In our introductory notes we looked at the so-called liquid drop model. Let us remind ourselves about what we did by looking at the code.
We restate the parts of the code we are most interested in.
# Common imports
import numpy as np
import pandas as pd
import matplotlib.pyplot as plt
from IPython.display import display
import os
# Where to save the figures and data files
PROJECT_ROOT_DIR = "Results"
FIGURE_ID = "Results/FigureFiles"
DATA_ID = "DataFiles/"
if not os.path.exists(PROJECT_ROOT_DIR):
os.mkdir(PROJECT_ROOT_DIR)
if not os.path.exists(FIGURE_ID):
os.makedirs(FIGURE_ID)
if not os.path.exists(DATA_ID):
os.makedirs(DATA_ID)
def image_path(fig_id):
return os.path.join(FIGURE_ID, fig_id)
def data_path(dat_id):
return os.path.join(DATA_ID, dat_id)
def save_fig(fig_id):
plt.savefig(image_path(fig_id) + ".png", format='png')
infile = open(data_path("MassEval2016.dat"),'r')
# Read the experimental data with Pandas
Masses = pd.read_fwf(infile, usecols=(2,3,4,6,11),
names=('N', 'Z', 'A', 'Element', 'Ebinding'),
widths=(1,3,5,5,5,1,3,4,1,13,11,11,9,1,2,11,9,1,3,1,12,11,1),
header=39,
index_col=False)
# Extrapolated values are indicated by '#' in place of the decimal place, so
# the Ebinding column won't be numeric.

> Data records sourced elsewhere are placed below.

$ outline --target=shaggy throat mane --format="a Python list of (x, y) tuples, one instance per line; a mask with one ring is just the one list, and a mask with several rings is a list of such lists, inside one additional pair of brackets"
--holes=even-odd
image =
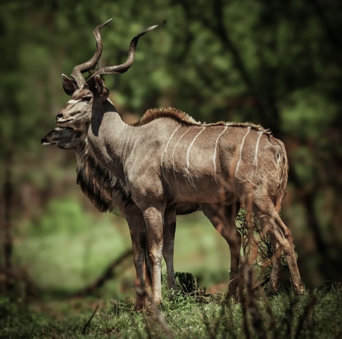
[(100, 212), (111, 212), (117, 206), (113, 198), (128, 205), (133, 204), (130, 193), (121, 180), (111, 174), (92, 156), (86, 142), (79, 153), (76, 183)]

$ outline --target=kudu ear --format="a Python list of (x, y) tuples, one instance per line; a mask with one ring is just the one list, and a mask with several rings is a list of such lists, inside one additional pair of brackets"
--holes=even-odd
[(104, 101), (105, 101), (109, 95), (109, 92), (107, 89), (104, 82), (101, 78), (100, 75), (96, 75), (95, 78), (95, 86), (97, 92), (100, 95), (101, 99)]
[(62, 85), (64, 92), (70, 96), (77, 89), (76, 85), (72, 80), (69, 79), (65, 74), (62, 74)]

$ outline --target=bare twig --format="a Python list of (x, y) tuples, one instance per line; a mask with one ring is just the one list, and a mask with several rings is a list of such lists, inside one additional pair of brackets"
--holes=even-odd
[(113, 270), (132, 254), (132, 250), (128, 250), (118, 258), (114, 260), (104, 270), (103, 273), (94, 282), (75, 293), (74, 297), (82, 297), (91, 294), (95, 290), (103, 286), (105, 282), (114, 276)]
[(82, 331), (82, 334), (85, 334), (86, 330), (87, 330), (87, 327), (89, 326), (89, 324), (90, 323), (90, 322), (92, 320), (92, 319), (94, 317), (94, 316), (95, 315), (95, 313), (96, 313), (96, 311), (97, 310), (97, 309), (98, 308), (98, 305), (96, 305), (96, 307), (95, 307), (95, 309), (94, 310), (93, 314), (91, 315), (91, 316), (89, 318), (89, 320), (87, 322), (87, 324), (84, 325), (84, 327), (83, 328), (83, 330)]
[(146, 298), (147, 299), (151, 304), (150, 307), (150, 310), (153, 311), (155, 314), (159, 323), (159, 324), (164, 330), (167, 337), (169, 339), (172, 339), (173, 338), (173, 334), (172, 331), (170, 329), (164, 315), (158, 308), (155, 302), (151, 297), (149, 294), (147, 293), (147, 291), (145, 289), (137, 287), (135, 287), (135, 292), (139, 297), (141, 297), (143, 298)]

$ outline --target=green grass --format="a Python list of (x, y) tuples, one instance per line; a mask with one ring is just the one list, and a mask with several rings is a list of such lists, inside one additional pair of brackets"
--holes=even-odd
[[(177, 219), (175, 270), (191, 272), (200, 287), (224, 292), (230, 261), (225, 241), (200, 212)], [(134, 311), (131, 258), (94, 295), (70, 296), (130, 247), (123, 218), (87, 213), (72, 199), (52, 201), (16, 235), (14, 262), (40, 291), (34, 299), (23, 286), (10, 299), (0, 296), (0, 338), (165, 337), (156, 316)], [(161, 310), (175, 338), (342, 337), (342, 287), (337, 284), (298, 298), (285, 289), (269, 298), (262, 294), (248, 307), (215, 294), (199, 300), (182, 295), (171, 302), (165, 286), (163, 291)]]
[[(254, 309), (218, 295), (196, 299), (187, 294), (172, 302), (164, 297), (161, 309), (175, 338), (328, 338), (342, 334), (342, 286), (337, 284), (300, 297), (285, 290), (270, 298), (256, 297)], [(165, 337), (155, 316), (137, 313), (129, 303), (93, 298), (24, 305), (0, 298), (1, 338)]]
[[(43, 290), (71, 293), (93, 281), (131, 248), (129, 230), (123, 218), (87, 214), (75, 200), (53, 201), (51, 205), (38, 225), (31, 223), (26, 233), (17, 238), (15, 262)], [(227, 285), (230, 257), (225, 241), (200, 212), (177, 219), (175, 270), (191, 272), (201, 286)], [(125, 270), (105, 287), (122, 292), (116, 293), (116, 297), (134, 297), (133, 258), (126, 264)]]

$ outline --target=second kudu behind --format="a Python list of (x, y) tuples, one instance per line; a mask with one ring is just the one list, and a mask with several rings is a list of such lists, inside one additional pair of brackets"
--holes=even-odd
[[(220, 204), (236, 197), (269, 234), (275, 253), (278, 249), (284, 251), (295, 292), (303, 293), (292, 233), (278, 213), (288, 170), (280, 140), (251, 124), (203, 124), (182, 112), (163, 110), (148, 111), (141, 120), (143, 124), (129, 125), (108, 99), (100, 75), (127, 71), (134, 61), (139, 37), (155, 27), (133, 38), (123, 64), (100, 68), (86, 81), (82, 73), (98, 60), (101, 53), (95, 53), (89, 62), (74, 68), (73, 80), (63, 75), (64, 90), (72, 99), (56, 118), (59, 127), (87, 132), (94, 156), (130, 192), (142, 211), (153, 263), (155, 300), (161, 301), (167, 208), (182, 202)], [(102, 46), (99, 33), (96, 39)], [(170, 214), (175, 213), (173, 209)], [(271, 276), (277, 269), (274, 264)]]

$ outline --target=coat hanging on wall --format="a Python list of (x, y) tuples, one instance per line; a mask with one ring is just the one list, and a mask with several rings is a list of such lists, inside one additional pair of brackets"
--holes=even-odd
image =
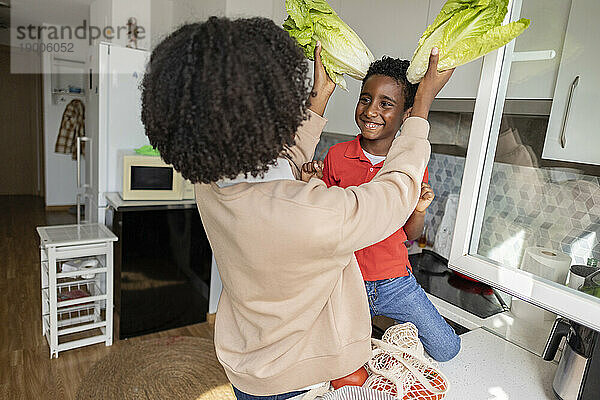
[(85, 106), (81, 100), (75, 99), (67, 104), (63, 112), (54, 152), (71, 154), (73, 159), (77, 158), (77, 137), (83, 136), (85, 136)]

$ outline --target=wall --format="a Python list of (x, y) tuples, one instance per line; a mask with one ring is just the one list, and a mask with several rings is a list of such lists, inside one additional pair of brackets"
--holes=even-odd
[[(87, 17), (86, 17), (87, 18)], [(73, 61), (86, 61), (87, 48), (81, 47), (81, 41), (74, 41), (75, 51), (73, 55), (65, 54), (63, 58)], [(65, 63), (66, 64), (66, 63)], [(43, 79), (43, 104), (44, 104), (44, 173), (45, 173), (45, 200), (46, 206), (62, 206), (76, 203), (77, 196), (77, 164), (70, 154), (59, 154), (54, 152), (54, 146), (63, 112), (67, 104), (78, 98), (86, 103), (84, 97), (55, 97), (53, 89), (65, 88), (67, 82), (72, 81), (76, 85), (86, 88), (87, 69), (85, 64), (74, 64), (80, 68), (79, 76), (57, 74), (57, 64), (53, 62), (50, 53), (42, 54)], [(87, 106), (87, 104), (86, 104)]]

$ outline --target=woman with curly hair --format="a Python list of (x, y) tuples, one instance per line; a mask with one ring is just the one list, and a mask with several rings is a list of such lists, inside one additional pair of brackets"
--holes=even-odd
[[(398, 230), (420, 193), (429, 107), (450, 77), (437, 55), (378, 176), (360, 187), (299, 180), (335, 85), (271, 20), (212, 17), (153, 51), (142, 119), (163, 159), (196, 183), (223, 292), (215, 348), (238, 399), (287, 399), (371, 355), (354, 251)], [(287, 178), (286, 178), (287, 174)], [(298, 180), (289, 179), (295, 177)]]

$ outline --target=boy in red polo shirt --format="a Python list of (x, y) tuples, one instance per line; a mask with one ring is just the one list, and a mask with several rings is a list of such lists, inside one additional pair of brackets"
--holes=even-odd
[[(327, 186), (358, 186), (369, 182), (383, 162), (402, 123), (410, 116), (418, 85), (406, 79), (409, 62), (390, 57), (371, 64), (363, 79), (355, 120), (356, 139), (332, 146), (323, 164), (306, 163), (303, 180), (313, 176)], [(407, 239), (423, 231), (425, 212), (434, 193), (425, 170), (421, 196), (406, 224), (387, 239), (355, 252), (365, 281), (371, 315), (385, 315), (398, 323), (412, 322), (425, 350), (438, 361), (452, 359), (460, 337), (446, 323), (411, 273)]]

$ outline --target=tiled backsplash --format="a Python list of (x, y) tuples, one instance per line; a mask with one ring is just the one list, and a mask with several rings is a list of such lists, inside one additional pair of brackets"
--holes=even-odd
[[(315, 158), (350, 136), (323, 134)], [(435, 237), (448, 195), (459, 194), (464, 157), (431, 155), (429, 180), (436, 198), (428, 209), (428, 237)], [(523, 251), (543, 246), (563, 251), (573, 263), (600, 259), (600, 179), (557, 169), (495, 163), (479, 254), (518, 267)]]

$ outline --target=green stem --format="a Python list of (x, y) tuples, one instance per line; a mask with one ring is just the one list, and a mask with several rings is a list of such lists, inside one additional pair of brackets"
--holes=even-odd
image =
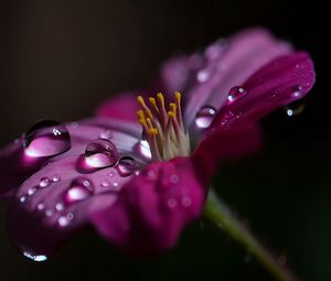
[(295, 281), (296, 278), (289, 270), (280, 264), (275, 257), (273, 257), (258, 240), (238, 221), (237, 218), (231, 213), (228, 207), (216, 197), (215, 193), (211, 190), (204, 216), (210, 221), (221, 228), (235, 241), (246, 248), (246, 250), (255, 257), (278, 281)]

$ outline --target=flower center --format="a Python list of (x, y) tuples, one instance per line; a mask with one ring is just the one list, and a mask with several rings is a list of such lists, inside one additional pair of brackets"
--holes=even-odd
[(152, 160), (167, 161), (175, 156), (188, 156), (190, 138), (183, 125), (181, 94), (174, 93), (174, 102), (169, 104), (168, 111), (161, 93), (157, 94), (157, 98), (148, 99), (149, 106), (141, 96), (137, 100), (141, 106), (137, 111), (138, 122), (149, 143)]

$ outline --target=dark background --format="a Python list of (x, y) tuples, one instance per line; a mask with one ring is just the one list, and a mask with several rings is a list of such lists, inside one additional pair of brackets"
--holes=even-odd
[[(331, 280), (330, 87), (320, 2), (1, 1), (0, 144), (40, 118), (75, 120), (118, 91), (143, 87), (174, 51), (192, 52), (252, 25), (309, 51), (317, 84), (288, 118), (264, 121), (263, 153), (220, 171), (222, 197), (300, 280)], [(324, 35), (321, 35), (324, 34)], [(92, 230), (36, 264), (11, 245), (0, 203), (0, 280), (271, 280), (223, 234), (196, 223), (172, 252), (136, 260)], [(45, 238), (46, 239), (46, 238)]]

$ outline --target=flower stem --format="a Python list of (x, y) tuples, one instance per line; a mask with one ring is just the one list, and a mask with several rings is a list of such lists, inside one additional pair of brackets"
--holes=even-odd
[(297, 280), (284, 264), (277, 261), (260, 242), (241, 224), (228, 207), (211, 190), (207, 196), (204, 217), (241, 244), (255, 257), (277, 281)]

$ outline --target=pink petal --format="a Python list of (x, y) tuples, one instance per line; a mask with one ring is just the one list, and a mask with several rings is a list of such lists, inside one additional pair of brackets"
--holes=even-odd
[(66, 156), (34, 173), (12, 199), (8, 226), (25, 256), (52, 255), (88, 224), (90, 213), (114, 205), (130, 181), (131, 176), (119, 175), (115, 167), (81, 174), (78, 159)]
[(68, 155), (84, 153), (86, 145), (98, 138), (109, 139), (115, 143), (119, 153), (134, 156), (141, 163), (149, 160), (141, 154), (141, 128), (138, 123), (130, 123), (114, 119), (92, 118), (66, 126), (71, 134), (71, 149), (55, 156), (33, 158), (24, 153), (22, 140), (15, 141), (0, 151), (0, 195), (12, 194), (25, 179), (39, 171), (50, 161), (57, 161)]
[(301, 99), (313, 83), (313, 63), (307, 53), (276, 58), (244, 83), (247, 95), (218, 112), (210, 133), (237, 123), (253, 122), (278, 107)]
[[(274, 39), (263, 29), (244, 31), (224, 43), (214, 43), (205, 51), (206, 61), (196, 82), (185, 93), (185, 123), (190, 126), (202, 106), (220, 109), (234, 86), (241, 86), (259, 67), (275, 57), (291, 52), (288, 43)], [(213, 55), (211, 55), (213, 54)]]
[(111, 207), (93, 213), (92, 221), (117, 247), (156, 253), (173, 247), (200, 217), (205, 195), (189, 158), (152, 163), (124, 186)]
[(140, 109), (137, 102), (137, 93), (124, 93), (104, 101), (97, 109), (96, 116), (137, 122), (137, 110)]
[(257, 123), (214, 130), (193, 153), (201, 177), (209, 179), (220, 164), (255, 154), (263, 147), (263, 131)]

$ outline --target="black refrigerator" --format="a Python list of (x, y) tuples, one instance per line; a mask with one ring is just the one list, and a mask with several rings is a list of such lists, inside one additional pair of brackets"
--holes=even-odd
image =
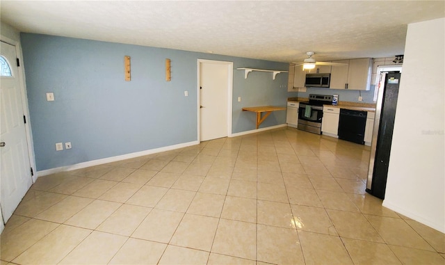
[(380, 78), (379, 86), (375, 88), (378, 89), (378, 94), (371, 144), (366, 192), (385, 199), (400, 73), (382, 73)]

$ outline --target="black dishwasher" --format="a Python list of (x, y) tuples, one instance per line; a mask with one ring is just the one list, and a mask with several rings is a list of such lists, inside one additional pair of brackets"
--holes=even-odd
[(366, 111), (340, 109), (339, 138), (364, 145), (367, 114)]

Coerce to float and drop these entries.
Masses['Ebinding'] = pd.to_numeric(Masses['Ebinding'], errors='coerce')
Masses = Masses.dropna()
# Convert from keV to MeV.
Masses['Ebinding'] /= 1000
# Group the DataFrame by nucleon number, A.
Masses = Masses.groupby('A')
# Find the rows of the grouped DataFrame with the maximum binding energy.
Masses = Masses.apply(lambda t: t[t.Ebinding==t.Ebinding.max()])
A = Masses['A']
Z = Masses['Z']
N = Masses['N']
Element = Masses['Element']
Energies = Masses['Ebinding']
# Now we set up the design matrix X
X = np.zeros((len(A),5))
X[:,0] = 1
X[:,1] = A
X[:,2] = A**(2.0/3.0)
X[:,3] = A**(-1.0/3.0)
X[:,4] = A**(-1.0)
# Then nice printout using pandas
DesignMatrix = pd.DataFrame(X)
DesignMatrix.index = A
DesignMatrix.columns = ['1', 'A', 'A^(2/3)', 'A^(-1/3)', '1/A']
display(DesignMatrix)
With \( \boldsymbol{\beta}\in {\mathbb{R}}^{p\times 1} \), it means that we will hereafter write our equations for the approximation as
$$ \boldsymbol{\tilde{y}}= \boldsymbol{X}\boldsymbol{\beta}, $$throughout these lectures.